Reflexões, notas, impressões, apontamentos, comentários, indicações, desabafos, interrogações, controvérsias, flatulências, curiosidades, citações, viagens, memórias, notícias, perdições, esboços, experimentações, pesquisas, excitações, silêncios.

sábado, 15 de março de 2008

O divino cordeiro

Em tempos, durante um fim-de-semana que passei numa vila do Alto Minho, a certa altura houve um jantar em casa da família dos meus anfitriões. Antes do repasto, como convém, perguntaram-me se gostava de anho, pois estava a assar. Fiquei em pânico. Ocorreu-me que, por aquelas bandas, usassem na gastronomia espécies venatórias incomuns. Ou que tudo não passava de uma praxe. Pois acreditem que mantive a presença de espírito suficiente para ir à casa de banho estimular os neurónios, até dar com uma pista que me fizesse chegar até ao malfadado anho. De repente, foi-se chegando uma hipótese, como quem não quer a coisa. Quando olhei para ela, ali, à minha frente, reconheci a solução: AGNUM! Eureka! O latim, isso mesmo, caros amigos! Foi através do latim que lá cheguei! A meias com uma expressão bíblica bem conhecida: agnus dei, o cordeiro de Deus. E como no norte a tradição ainda é o que era, dizem, a corruptela não andaria longe do étimo. Trocando por miúdos, eis que se aproximava, a passos largos, um borrego assado.
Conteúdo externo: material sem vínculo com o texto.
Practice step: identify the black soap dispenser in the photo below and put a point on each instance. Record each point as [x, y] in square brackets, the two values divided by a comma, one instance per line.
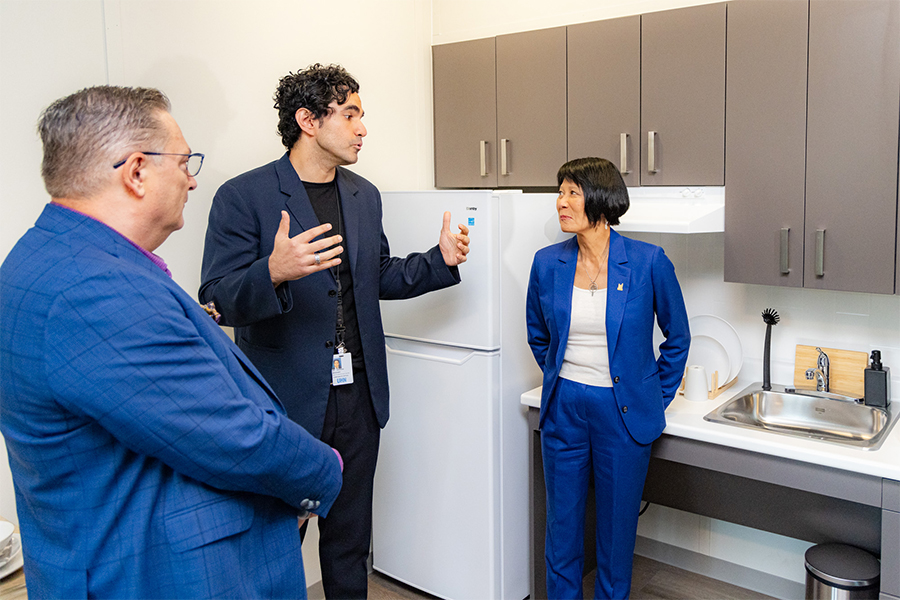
[877, 382]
A interjeição que se seguiu deve ter sido audível em toda a casa, pois alguém foi à porta saber se alguma coisa não estava bem. Passados uns minutos, fui ter com os convivas e, com o ar mais natural deste mundo, atirei: "Anho? Adoro! Com batatas assadas ou com arroz no forno?" Confesso que arrisquei. E se fosse mesmo um unicórnio? Para outro momento ficarão algumas histórias em que não me saí tão bem, para compensar. E também porque me ocorre sempre um excerto do "Poema em linha recta", de Fernando Pessoa/Álvaro de Campos, (aqui na íntegra):
Quem me dera ouvir de alguém a voz humana / Que confessasse não um pecado, mas uma infâmia;/ Que contasse, não uma violência, mas uma cobardia! / Não, são todos o Ideal, se os oiço e me falam. / Quem há neste largo mundo que me confesse que uma vez foi vil? / Ó príncipes, meus irmãos, // Arre, estou farto de semideuses! / Onde é que há gente no mundo?
Por falar no heterónimo, o repasto foi devidamente acolitado com um verde alvarinho tinto (ou pedral, na Galiza). Nem podia ser de outra maneira. Ah, e o anho estava realmente celestial.